Jane Muthoni Mara, Paulo Muoka Nzili et Wambugu Wa Nying, aujourd’hui âgés de 70 et 85 ans, se battent depuis plus de cinquante ans pour obtenir justice. Ils ont été battus, castrés et violés par leur garde pendant qu’ils étaient en détention dans un camp britannique. Les faits se sont produits dans les années 50, lors de la violente répression des insurgés Kényans Mau-Mau qui menaient une lutte contre l’autorité coloniale britannique, étape-clé vers l’indépendance du Kenya. D’après les historiens, quelque 150 000 Kényans, soupçonnés de soutenir ce mouvement de résistance armée, ont été placés dans des camps par les Britanniques, entre 1952 et 1961. Bien qu’il n’existe pas de bilan officiel concernant les victimes Mau Mau durant cette période, des analystes estiment que la répression a fait au moins 10 000 morts.

Un jugement « historique »

La justice britannique a tranché et le juge Richard McCombe a estimé, ce vendredi 5 octobre, « qu’un procès équitable restait possible » en raison de l’existence de « preuves pertinentes ». Une décision saluée comme « historique » par les avocats des trois plaignants.
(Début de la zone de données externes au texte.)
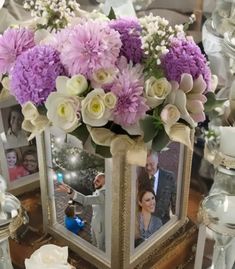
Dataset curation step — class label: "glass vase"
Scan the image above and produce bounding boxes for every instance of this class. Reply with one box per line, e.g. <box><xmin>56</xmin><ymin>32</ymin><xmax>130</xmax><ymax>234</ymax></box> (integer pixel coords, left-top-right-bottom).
<box><xmin>202</xmin><ymin>166</ymin><xmax>235</xmax><ymax>269</ymax></box>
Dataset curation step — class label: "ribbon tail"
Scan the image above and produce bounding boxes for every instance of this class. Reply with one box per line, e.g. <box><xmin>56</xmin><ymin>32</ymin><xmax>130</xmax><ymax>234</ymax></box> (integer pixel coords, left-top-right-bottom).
<box><xmin>166</xmin><ymin>123</ymin><xmax>193</xmax><ymax>150</ymax></box>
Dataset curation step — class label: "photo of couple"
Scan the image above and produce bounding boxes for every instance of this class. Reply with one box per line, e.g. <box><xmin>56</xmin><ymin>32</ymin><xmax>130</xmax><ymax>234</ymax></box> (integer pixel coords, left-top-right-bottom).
<box><xmin>135</xmin><ymin>147</ymin><xmax>177</xmax><ymax>247</ymax></box>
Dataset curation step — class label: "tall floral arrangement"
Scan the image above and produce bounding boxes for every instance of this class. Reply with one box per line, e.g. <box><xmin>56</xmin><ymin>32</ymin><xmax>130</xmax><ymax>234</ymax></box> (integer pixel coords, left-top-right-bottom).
<box><xmin>0</xmin><ymin>0</ymin><xmax>217</xmax><ymax>162</ymax></box>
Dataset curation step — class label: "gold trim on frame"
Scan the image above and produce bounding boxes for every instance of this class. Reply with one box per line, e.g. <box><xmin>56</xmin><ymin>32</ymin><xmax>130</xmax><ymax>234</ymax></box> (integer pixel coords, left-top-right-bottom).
<box><xmin>37</xmin><ymin>129</ymin><xmax>193</xmax><ymax>269</ymax></box>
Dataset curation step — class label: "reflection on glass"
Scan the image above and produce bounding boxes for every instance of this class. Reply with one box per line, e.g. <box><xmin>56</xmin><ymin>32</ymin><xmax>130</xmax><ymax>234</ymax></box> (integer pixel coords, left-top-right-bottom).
<box><xmin>51</xmin><ymin>136</ymin><xmax>105</xmax><ymax>251</ymax></box>
<box><xmin>202</xmin><ymin>193</ymin><xmax>235</xmax><ymax>269</ymax></box>
<box><xmin>135</xmin><ymin>143</ymin><xmax>179</xmax><ymax>247</ymax></box>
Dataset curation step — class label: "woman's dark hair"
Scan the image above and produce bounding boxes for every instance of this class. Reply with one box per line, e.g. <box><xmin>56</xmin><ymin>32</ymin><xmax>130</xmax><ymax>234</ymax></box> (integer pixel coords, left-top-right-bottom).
<box><xmin>5</xmin><ymin>149</ymin><xmax>19</xmax><ymax>165</ymax></box>
<box><xmin>137</xmin><ymin>188</ymin><xmax>156</xmax><ymax>210</ymax></box>
<box><xmin>23</xmin><ymin>149</ymin><xmax>38</xmax><ymax>161</ymax></box>
<box><xmin>64</xmin><ymin>205</ymin><xmax>75</xmax><ymax>218</ymax></box>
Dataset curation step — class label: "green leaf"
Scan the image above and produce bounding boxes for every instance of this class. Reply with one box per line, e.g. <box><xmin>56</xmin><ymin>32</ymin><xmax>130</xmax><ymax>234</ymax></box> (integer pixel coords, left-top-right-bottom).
<box><xmin>140</xmin><ymin>116</ymin><xmax>160</xmax><ymax>143</ymax></box>
<box><xmin>108</xmin><ymin>7</ymin><xmax>117</xmax><ymax>20</ymax></box>
<box><xmin>70</xmin><ymin>123</ymin><xmax>90</xmax><ymax>144</ymax></box>
<box><xmin>152</xmin><ymin>129</ymin><xmax>170</xmax><ymax>152</ymax></box>
<box><xmin>204</xmin><ymin>92</ymin><xmax>226</xmax><ymax>113</ymax></box>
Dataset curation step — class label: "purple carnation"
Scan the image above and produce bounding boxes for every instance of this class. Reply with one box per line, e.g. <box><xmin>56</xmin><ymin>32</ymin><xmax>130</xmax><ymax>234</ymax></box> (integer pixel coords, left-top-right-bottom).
<box><xmin>10</xmin><ymin>46</ymin><xmax>65</xmax><ymax>105</ymax></box>
<box><xmin>0</xmin><ymin>28</ymin><xmax>35</xmax><ymax>74</ymax></box>
<box><xmin>161</xmin><ymin>38</ymin><xmax>211</xmax><ymax>89</ymax></box>
<box><xmin>61</xmin><ymin>20</ymin><xmax>122</xmax><ymax>78</ymax></box>
<box><xmin>111</xmin><ymin>57</ymin><xmax>149</xmax><ymax>127</ymax></box>
<box><xmin>110</xmin><ymin>18</ymin><xmax>143</xmax><ymax>63</ymax></box>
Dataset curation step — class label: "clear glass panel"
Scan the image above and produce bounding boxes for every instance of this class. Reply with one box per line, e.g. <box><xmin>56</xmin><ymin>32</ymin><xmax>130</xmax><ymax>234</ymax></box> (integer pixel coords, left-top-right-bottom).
<box><xmin>48</xmin><ymin>126</ymin><xmax>111</xmax><ymax>253</ymax></box>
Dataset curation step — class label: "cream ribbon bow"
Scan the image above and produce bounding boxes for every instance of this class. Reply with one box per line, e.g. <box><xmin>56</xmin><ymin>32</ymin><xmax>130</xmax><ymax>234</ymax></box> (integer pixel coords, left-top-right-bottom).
<box><xmin>164</xmin><ymin>122</ymin><xmax>194</xmax><ymax>151</ymax></box>
<box><xmin>88</xmin><ymin>127</ymin><xmax>147</xmax><ymax>166</ymax></box>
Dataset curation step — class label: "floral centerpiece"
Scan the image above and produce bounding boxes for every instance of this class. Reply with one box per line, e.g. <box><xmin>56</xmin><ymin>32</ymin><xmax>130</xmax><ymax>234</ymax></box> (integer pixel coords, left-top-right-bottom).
<box><xmin>0</xmin><ymin>0</ymin><xmax>217</xmax><ymax>164</ymax></box>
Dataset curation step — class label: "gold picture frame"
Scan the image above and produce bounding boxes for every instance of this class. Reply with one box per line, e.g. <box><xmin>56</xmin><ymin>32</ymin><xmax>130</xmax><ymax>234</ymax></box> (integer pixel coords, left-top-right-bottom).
<box><xmin>0</xmin><ymin>96</ymin><xmax>39</xmax><ymax>195</ymax></box>
<box><xmin>37</xmin><ymin>130</ymin><xmax>193</xmax><ymax>269</ymax></box>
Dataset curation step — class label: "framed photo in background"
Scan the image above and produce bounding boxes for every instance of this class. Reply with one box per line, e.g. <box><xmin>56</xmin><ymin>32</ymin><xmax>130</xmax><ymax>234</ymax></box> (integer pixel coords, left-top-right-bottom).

RFI a joint l’un d’eux, Maître Daniel Leader, du Cabinet Leigh Day &Co, à Londres :

Maître Daniel Leader

Un des avocats des plaignants Kényans, du Cabinet Leigh Day &Co, à Londres.
Interviewé par Laurence Baptiste-Salomon / RFI

Le gouvernement britannique voulait que le tribunal rejette ce dossier tout de suite mais le tribunal a, en fait, rejeté les argumentations du gouvernement britannique.

 

05/10/2012

Le Foreign Office a répété qu’il ne contestait pas que les trois plaignants aient été victimes de torture, mais il a cependant réaffirmé sa crainte « des conséquences légales » d’un procès. Pour Londres, qui va faire appel, ce jugement est, de fait, extrêmement embarrassant. Et surtout, il ouvre la porte à de nombreuses autres plaintes. En effet, pléthore d'autres vétérans, en voyant la victoire de leurs camarades, pourraient être tentés de lancer des poursuites à leur tour. Et des recours pourraient également avoir lieu dans d’autres pays anciennement colonisés par l'Empire britannique.

Pour Maître Daniel Leader, « ce sont trois plaignants qui ont porté plainte, mais en fait, cela représente tous les Kényans qui ont été torturés pendant cette période », a-t-il ajouté sur RFI. On estime qu’il y a environ 5 000 Kényans qui sont toujours en vie et qui pourraient bénéficier de ce dossier. Les plaignants réclament des excuses publiques, ainsi que des compensations. Vu leur âge, le temps presse. Les avocats vont essayer de négocier une aide pour ces victimes qui sont très âgées et très pauvres et éviter ainsi une procédure trop longue.